Julia looked at the glistening mess of yolks on the ground and leaned back against the door to the chook pen. She fixed her eyes on the birds pecking for grain in their muddy yard, their beaks and combs bright and glossy. Then she bent the wire catch shut and pushed her finger into the sharp end until a pearl of blood came.
For months Mae had lain in the bed beside Julia’s, keeping it to herself. The morning that it all came out, Mae wouldn’t get out of bed to do the milking. She lay still and silent when her father lifted the top sheet off her.
‘Come on, Mae. No games this morning, please.’ He folded the sheet into a neat square while he waited.
Julia watched through almost-shut eyes, the overhead light blinding.
Mae rolled over. ‘I’m sick, Dad.’
He reached down and pulled her up by her arm. Instead of gathering herself and getting up like she usually did, Mae let her body swing out from her father’s grip. The sleeve of her yellow nightie caught on the bedpost and ripped. She started to cry, which shocked Julia more than the way her father suddenly dropped Mae to the floor.
‘Fine.’ He pointed at Julia, ‘You can help with the milking, then. It’s about time you pulled your weight. Helping your mother is not enough.’
From where she lay in bed, Julia looked up at him and at her mother who had appeared in the doorway, a questioning look on her face.

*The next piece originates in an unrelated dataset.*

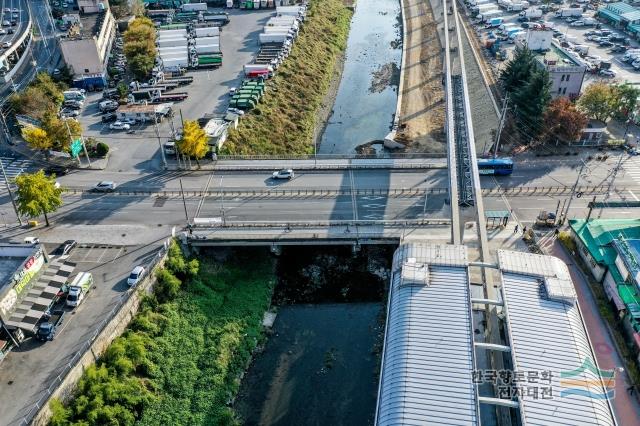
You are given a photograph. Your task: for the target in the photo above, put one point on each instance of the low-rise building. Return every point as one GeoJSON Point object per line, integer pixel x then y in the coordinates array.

Her mother stopped tying her apron. ‘Mae? What’s wrong sweetheart?’
‘Nothing. Nothing. I’m getting up,’ Mae’s voice was shaky with tears and she got onto her knees. Julia wanted her to stand up and not stay there on all fours like a dog.
Julia went out onto the verandah and stepped into her gumboots. Mae appeared and followed her father down the steps. He unchained the dog and the two of them walked across the dark yard as they did every morning.
Julia went after them, the damp air cooler than she had expected. Her mother appeared beside her. ‘Are you going to help with the milking too, Mum? Why does he need all of us?’ Julia longed to be back in bed.
Her mother called out, her voice unusually commanding. ‘Mae!’
Mae turned back.
Their father looked at his wife, his eyebrows raised. ‘Well, I’ll get the cows in! Julia, seeing you’re here, you put the barley out.’ He opened the gate and walked into the dark paddock, his torch sweeping before him.